Today, the house perimeter is still the same as that one-room original building, so buyers looking for beefy square footage should shuffle on. It's still a single-story structure with its original metal roof. During the last loan approval process, the seller employed specialty appraisers from Richmond to certify that the roof's seams and joints remain intact, a critical process for loan approval. It has also been treated and painted.
Inside, tells a different story, as only a few features from school days carry over: some exposed brick in the kitchen, part of the school's original flue, and generous 11-foot ceilings.
The front door opens directly into the living room. To the right is the home's only bathroom (housing a stacked washer/dryer unit). There are just two bedrooms, and closet space is minimal. The kitchen opens to a large, bright dining area that leads out to a deck.
Finishes are functional but far from flashy. The bath holds a one-piece fiberglass tub; the kitchen has white appliances and a laminate counter. But things are relatively new, and the place is move-in ready.
Additionally, there is outdoor living space in the form of a porch running the length of the front, and the three-quarter-length back deck overlooks a nearly level backyard. There are mountain views to the west.

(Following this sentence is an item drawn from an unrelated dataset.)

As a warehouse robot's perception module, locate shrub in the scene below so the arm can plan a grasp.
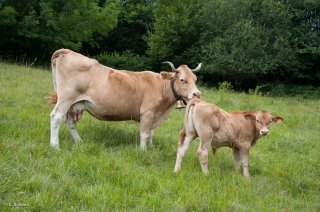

On a concrete slab, a previous owner built a freestanding shop with windows and electricity. It's unfinished, but a buyer might insulate to get more use from of the space. There's also a shed.
While the attic has a floor and lighting, it isn't a space that lends itself to intensive use, as the access comes via a ladder through the master closet.
All the systems are new. With such a small envelope, with thermally-insulated tilt-sash windows, and with by 9-10 inches of soy-based insulation in the attic, it appears to an efficient house for a family eager to limit their environmental impact.
Most buyers interested in this house will be drawn by the modest acreage and the mostly flat lot. Being farmland in the past might mean rich soil that's ready for cultivation. A drainage easement over part of the property means that water naturally runs from an adjacent property could be trapped for watering.
Interestingly, there are two lots for sale in the neighborhood for about the same price– but without a house. Another appeal of this house is its location.
It's a sneak-into-town kind of spot because the buyer can skip Rt. 29 or 250 to get to Charlottesville via Rt. 743 straight to Hydraulic. It's a quick trip in under 20 minutes.
This isn't a sprawling country house, but it may be right for a couple or single person looking for a quiet rural setting. Based on the size, buyers should view is an apartment upgrade with the added plus of land and mountain views.